Anche questa donna come Iairo dopo averle provate tutte decide di andare dal Signore, anche lei come Iairo aveva sentito parlare del Signore non solo una volta probabilmente in quanto il ministerio del Signore era in atto da un anno o 2 probabilmente!

v27 Ecco come anche questo personaggio osa.. forse più di Iairo.. esce in mezzo alla folla, probabilmente col capo coperto per non farsi vedere e scoprire pur sapendo che se qualcuno l’avesse riconosciuta sarebbe stata lapidata!

v28 Con le poche forze che le rimangono sgomita in mezzo alla folla perché la fede la sorregge. Osa prima uscendo tra la folla , osa la seconda volta toccando il vestito del Signore: avrebbe potuto pensare di contaminarLo!

v29 Scopo Raggiunto! La donna sente la guarigione nel suo corpo. A questo punto avrebbe potuto divincolarsi tra la folla.

v30 Il Signore a questo punto essendosi accorto di questo fatto fa una domanda che sembra banale! Chi mi ha toccato?

v31 I discepoli giustamente dicono: Signore ma cosa dici?? Non vedi questa massa di gente.. come puoi dire chi mi ha toccato??

v32 Immagino che la folla si sia fermata dalla sua corsa e ci si interroga sull’interruzione: non scordiamoci che Iairo era li con uno scopo. A questo punto avrebbe potuto dire.. Signore io ho perso la faccia per Te , ora sbrigati andiamo che mia figlia è in punto di morte! Invece Iairo in questo ancora una volta dimostra fede! Impariamo ad aspettare le risposte del Signore!

v33 C’è bisogno di una testimonianza pubblica: sia della fede della donna, sia affinché la riabilitazione, la guarigione fosse pubblica! La donna tremante e paurosa si fa avanti; è la 3^ volta che osa! Si fa riconoscere dalla folla, si presenta davanti al Signore che l’ha guarita.

v34 Ora viene riabilitata pubblicamente nella società: molto più di quello che lei avrebbe potuto pensare e sperare!

v35 Ecco la notizia tanto temuto da Iairo: la figlia è morta! Chi di noi in quel momento non avrebbe provato una sensazione come se il mondo ci fosse crollato addosso: perde la faccia, il lavoro, la stima e per di più la figlia è morta e il suo “osare” sembra non aver giovato a niente. Ma Iairo non pensa a tutto ciò o per lo meno non lo dice: non se la prende con il Signore perché ha perso tempo con la donna.. non dice niente!

v36 Il Signore sentendo mormorare dice la prima frase , le prime parole lungo tutto il tragitto a Iairo: non temere, soltanto continua ad avere fede, queste sono le uniche parole che Iairo sente da parte del Signore. Due semplici richieste: non temere e abbi fede, ci penso Io. Quante volte l’Eterno ci sussurra questo parole in mezzo all’affanno di questo mondo e noi non riusciamo a sentirle!!

Una curiosità:la donna aveva perdite da 12 anni.La figlia di Iairo aveva 12 anni.

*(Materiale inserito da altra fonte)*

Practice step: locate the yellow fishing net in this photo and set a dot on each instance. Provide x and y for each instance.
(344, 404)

12 anni prima nella vita di questi personaggi era successo un fatto che li avrebbe condotti 12 anni dopo insieme al Signore.

Il racconto finisce con la guarigione della figlia del capo della sinagoga e con lo stupore generale!

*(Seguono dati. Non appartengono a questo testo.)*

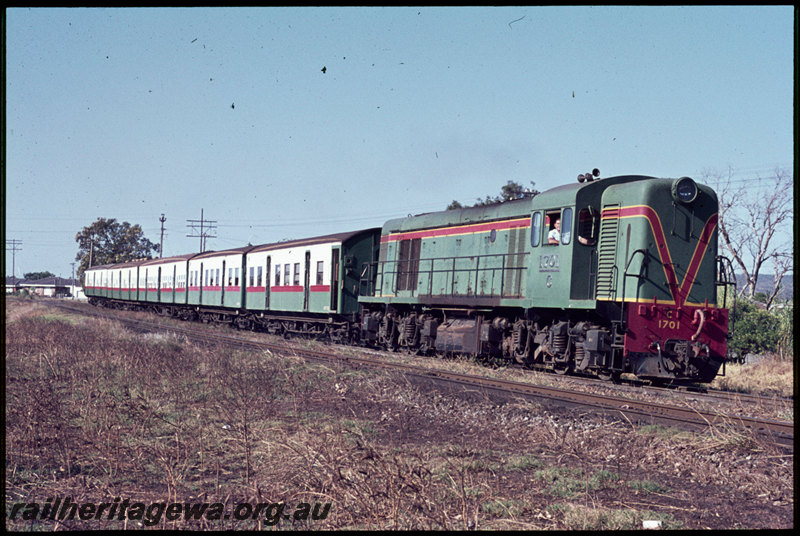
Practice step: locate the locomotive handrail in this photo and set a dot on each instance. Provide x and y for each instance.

Questo brano ci mostra come ognuno di noi nel posto dove L’Eterno ci ha messi e con gli strumenti che ci ha dato a disposizione possiamo, anzi dobbiamo farci avanti e non nascondere la nostra fede , la grazia che abbiamo ricevuto: ricordiamoci che la responsabilità di quelli che abbiamo attorno è nostra se non parliamo loro della Parola, della vita Eterna.

Che Dio ci dia il discernimento di sapere OSARE nelle situazioni favorevoli e sfavoreli!